Hannah married Jason Wild and they had two: Jacob and Savannah. Then they broke up. Hannah had another child, Henry.
Suddenly, sadly, Hannah died in Kona, Hawaii, a couple of years ago. She had been turned away from a homeless shelter there. She made a bed for herself in a nearby park, folded her things neatly, laid down to sleep, and was discovered dead the next day. No sign of violence.

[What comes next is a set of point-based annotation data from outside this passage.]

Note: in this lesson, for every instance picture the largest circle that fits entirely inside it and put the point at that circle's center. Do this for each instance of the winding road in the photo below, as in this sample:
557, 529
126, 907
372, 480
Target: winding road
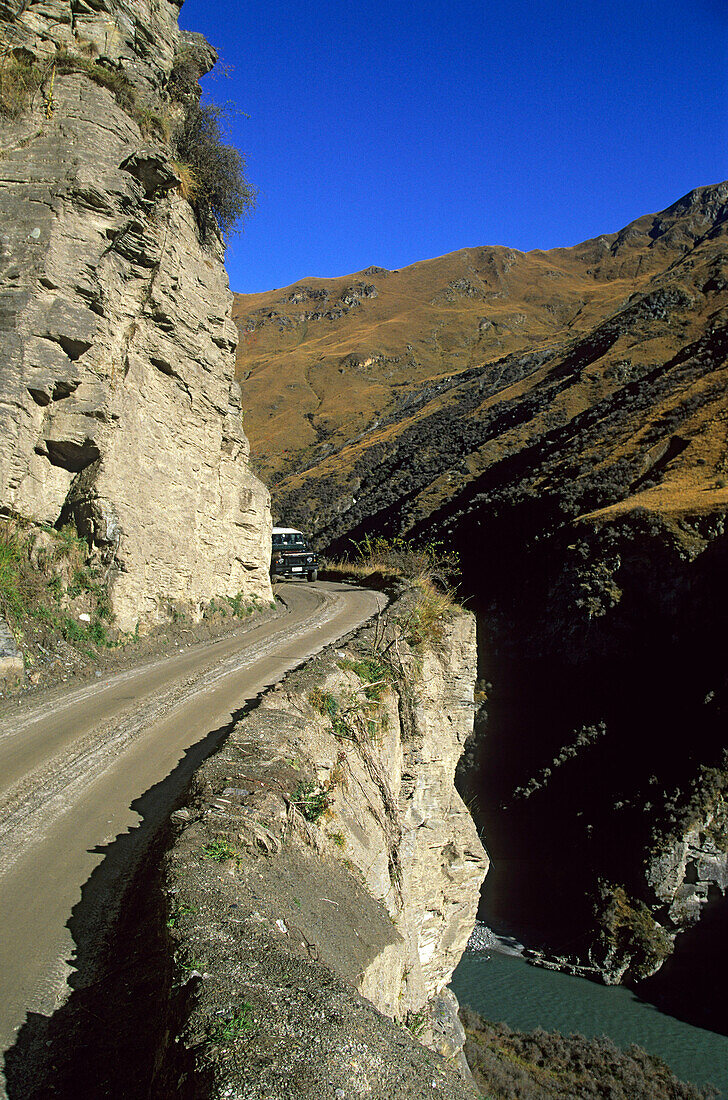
109, 759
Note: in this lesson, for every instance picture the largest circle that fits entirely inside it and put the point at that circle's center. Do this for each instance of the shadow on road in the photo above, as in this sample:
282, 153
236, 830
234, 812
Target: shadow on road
108, 1037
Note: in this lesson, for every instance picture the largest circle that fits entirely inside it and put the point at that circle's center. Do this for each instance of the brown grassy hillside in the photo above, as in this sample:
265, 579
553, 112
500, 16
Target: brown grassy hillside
560, 420
431, 375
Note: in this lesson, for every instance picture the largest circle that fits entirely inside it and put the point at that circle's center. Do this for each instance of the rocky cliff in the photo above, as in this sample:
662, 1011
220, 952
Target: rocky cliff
119, 408
560, 420
327, 867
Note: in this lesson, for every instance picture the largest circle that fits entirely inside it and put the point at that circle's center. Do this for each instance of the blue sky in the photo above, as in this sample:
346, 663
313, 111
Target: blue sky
385, 133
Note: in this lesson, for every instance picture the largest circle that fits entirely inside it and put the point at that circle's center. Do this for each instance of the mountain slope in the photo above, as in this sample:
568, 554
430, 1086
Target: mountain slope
560, 419
433, 374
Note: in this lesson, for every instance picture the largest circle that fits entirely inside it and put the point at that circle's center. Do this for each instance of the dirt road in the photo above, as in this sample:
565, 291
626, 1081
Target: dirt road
107, 760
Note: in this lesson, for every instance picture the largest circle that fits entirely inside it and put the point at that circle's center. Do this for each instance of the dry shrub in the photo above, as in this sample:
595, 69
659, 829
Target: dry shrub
542, 1065
189, 184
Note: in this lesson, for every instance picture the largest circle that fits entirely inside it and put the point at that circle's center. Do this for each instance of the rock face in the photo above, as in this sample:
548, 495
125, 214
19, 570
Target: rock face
327, 849
119, 409
559, 419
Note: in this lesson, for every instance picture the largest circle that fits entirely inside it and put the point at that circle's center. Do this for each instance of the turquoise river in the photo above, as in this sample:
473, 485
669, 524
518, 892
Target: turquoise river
506, 988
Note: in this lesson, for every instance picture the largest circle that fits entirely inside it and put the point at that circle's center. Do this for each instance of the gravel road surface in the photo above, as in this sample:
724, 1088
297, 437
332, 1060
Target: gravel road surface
109, 759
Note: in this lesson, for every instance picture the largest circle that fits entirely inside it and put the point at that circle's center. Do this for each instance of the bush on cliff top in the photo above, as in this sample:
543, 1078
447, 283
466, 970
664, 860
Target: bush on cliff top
222, 191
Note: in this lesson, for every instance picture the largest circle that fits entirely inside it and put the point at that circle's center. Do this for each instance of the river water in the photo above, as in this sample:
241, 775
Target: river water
503, 987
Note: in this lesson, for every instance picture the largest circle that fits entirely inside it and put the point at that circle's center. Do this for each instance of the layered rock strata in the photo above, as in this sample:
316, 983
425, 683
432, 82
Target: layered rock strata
119, 409
327, 865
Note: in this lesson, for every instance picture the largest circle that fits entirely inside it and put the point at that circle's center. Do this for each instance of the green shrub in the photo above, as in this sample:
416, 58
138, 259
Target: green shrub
311, 800
240, 1023
19, 81
223, 194
373, 671
220, 851
323, 702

I concluded that people just want true stories. Not stories, really, the truth. And yet we heard about Goldilocks. I heard about Goldilocks from my father when I was quite small, because he died of brain cancer in the fall when I was four. Daddy and I were at the kitchen table, I think, and he told me the story. Only he changed “porridge” into “Wheaties.” As young as I was, I knew he had made the change. It made me marvel at his strength. He smelled good, like tweed. A subtle wool smell. He towered over me and I saw the red hairs of his nostrils. He had a good laughing manner, but I remember him roaring at my sister Carol to wash the dishes. In my mind flames shot out. He told me how to pet Smokey the cat from front to back. He played guitar and sang to us in the front room. He made popcorn and we ate it. He spanked me when I wet my pants, while standing on the Missoula year book he co-edited. I have a copy of the 1930 edition of “The Sentinel” with my urine stain on the back cover.
Daddy came home from the doctor’s with a black patch on one eye. The patch was incorporated into his eyeglasses, so he put coins in to the patch-side to make the weight equal. His ear on that side was bright red, so I laughed. He laughed also. In the basement Daddy sawed the boards for pieces of some cabinets he was building in the hallway past the kitchen. He used a handsaw and he asked me to help him by sitting on a board. I was happy to help. I was four years old. Daddy went to the hospital to stay and I had to sit in our car while mother went to escort him out so he could go home with us.
Daddy sang in the Missoula Mendelssohn Club, so we went to the concert. I was disappointed that Daddy was impossible for me to pick out of the 80 or so singers on stage, dressed in tuxedos. My parents bedroom had a musical instrument case in it, but I never knew why.
Soon I was in Kalispell with my grandparents while my poor dad died his painful death in Missoula.